Deep Learning

# Deep Learning – Backpropagation Algorithm Basics

Backpropagation Algorithm – An important mathematical tool for making better and high accuracy predictions in machine learning. This algorithm uses supervised learning methods for training Artificial Neural Networks. The whole idea of training multi-layer perceptrons is to compute the derivatives of the error function or gradient descent with respect to weights using the backpropagation algorithm. This algorithm is actually based on the linear algebraic operation with a goal of optimising error function by harnessing its intelligence and provisioning updates.

In this post, we will focus on backpropagation and basic details around it on a high level in simple English.

### What is the Backpropagation Algorithm

As mentioned above “Backpropagation” is an algorithm which uses supervised learning methods to compute the gradient descent (delta rule) with respect to weights. As per wiki – “Backpropagation is a method used in artificial neural networks to calculate a gradient that is needed in the calculation of the weights to be used in the network.”

This algorithm is used for finding minimum value error function in the neural network during the training model stage. The core idea of backpropagation is to find, what impact it would bring to the overall cost of the neural network if we play around with weights.

Weights are used to minimise the error function, so where it minimises that point is considered as the solution to our learning problem. To understand this better we can take an example below.
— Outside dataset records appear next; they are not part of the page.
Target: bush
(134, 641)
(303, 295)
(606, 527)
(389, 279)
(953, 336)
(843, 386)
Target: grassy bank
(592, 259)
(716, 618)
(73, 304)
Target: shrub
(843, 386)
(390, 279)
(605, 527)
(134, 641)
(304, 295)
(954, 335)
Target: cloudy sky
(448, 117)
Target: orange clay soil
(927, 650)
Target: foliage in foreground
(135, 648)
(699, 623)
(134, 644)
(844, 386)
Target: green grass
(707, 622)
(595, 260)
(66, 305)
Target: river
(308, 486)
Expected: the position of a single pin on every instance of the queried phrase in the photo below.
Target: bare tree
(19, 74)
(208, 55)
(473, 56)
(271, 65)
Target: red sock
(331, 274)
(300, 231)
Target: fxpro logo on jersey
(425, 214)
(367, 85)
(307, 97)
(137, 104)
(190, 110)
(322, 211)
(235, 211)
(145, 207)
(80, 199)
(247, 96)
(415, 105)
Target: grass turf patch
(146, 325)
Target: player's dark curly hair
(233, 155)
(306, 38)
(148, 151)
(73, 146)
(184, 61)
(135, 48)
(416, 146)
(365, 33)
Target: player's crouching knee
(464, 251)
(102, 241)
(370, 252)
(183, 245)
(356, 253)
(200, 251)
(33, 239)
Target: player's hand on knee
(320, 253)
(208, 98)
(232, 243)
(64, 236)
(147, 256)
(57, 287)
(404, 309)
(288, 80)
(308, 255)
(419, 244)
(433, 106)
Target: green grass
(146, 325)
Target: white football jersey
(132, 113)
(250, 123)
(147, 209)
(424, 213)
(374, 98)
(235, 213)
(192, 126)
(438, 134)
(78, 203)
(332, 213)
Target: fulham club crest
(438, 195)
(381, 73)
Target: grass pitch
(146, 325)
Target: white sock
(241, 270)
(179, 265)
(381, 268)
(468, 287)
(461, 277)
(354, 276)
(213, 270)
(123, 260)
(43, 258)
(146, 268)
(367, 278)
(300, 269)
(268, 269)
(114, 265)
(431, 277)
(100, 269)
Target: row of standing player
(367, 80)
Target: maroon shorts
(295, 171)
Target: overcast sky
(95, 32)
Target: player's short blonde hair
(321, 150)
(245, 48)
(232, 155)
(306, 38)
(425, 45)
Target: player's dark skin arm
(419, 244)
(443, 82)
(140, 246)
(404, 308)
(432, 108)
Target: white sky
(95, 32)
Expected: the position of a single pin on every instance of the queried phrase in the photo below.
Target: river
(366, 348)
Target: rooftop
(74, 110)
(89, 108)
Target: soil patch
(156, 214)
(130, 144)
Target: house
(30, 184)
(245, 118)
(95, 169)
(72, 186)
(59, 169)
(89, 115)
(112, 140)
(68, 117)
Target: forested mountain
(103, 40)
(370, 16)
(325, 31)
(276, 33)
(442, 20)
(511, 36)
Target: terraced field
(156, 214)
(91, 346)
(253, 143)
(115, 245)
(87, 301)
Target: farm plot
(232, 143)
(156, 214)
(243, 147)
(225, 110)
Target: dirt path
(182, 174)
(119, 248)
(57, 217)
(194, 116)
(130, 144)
Let’s take below table to demonstrate our weights importance

 Input Value Desired Output 0 0 3 6 9 18 27 54

So now if we start playing with weights we will see the real game. With weight as 4, we will have below output. Point to note in below table the difference between the actual and the desired output:

 Input Value Desired Output Weight(w) *4 Error Sq. Error 0 0 0 0 0 3 6 12 6 36 9 18 36 18 324 27 54 108 54 2916

Now let’s compare the two tables above, the weighted output has a huge error margin as 6,18 and 54 for 3 input values and only one value is correct. When we do the square we will notice a further increase. Let’s change our weight value to 3 from 4, the error margin reduces to 0, 3, 9 and 27 but it’s still not optimal.  So one thing clear our approach is in the correct direction i.e. reducing weights is the correct decision here. Let’s decrease it further to 2. With weight value as 2 our Desired output value on the spot with zero error margin.

What was done here

• With initial random value for “Weight” (W), we actually used forward propagate method. This is actually the first step in any neural networks. Forward propagate helps to get the output to be compared with the desired output real value to get the error.
• We got our error values as 0, 6, 18 and 54 which were really not appealing values for obvious reasons. To reduce the error, the backwards propagation method was used i.e. reduced the value of ‘W’.
• After reducing there was still an error (0, 3, 9, and 27) though it was decreased, it was not our desired result. Learning was made as “Reducing the value of “W” is in the correct direction and any increment will never yield desired output“.
• Again we propagated backwards and reduced the value of  ‘W’ to 2 from 3.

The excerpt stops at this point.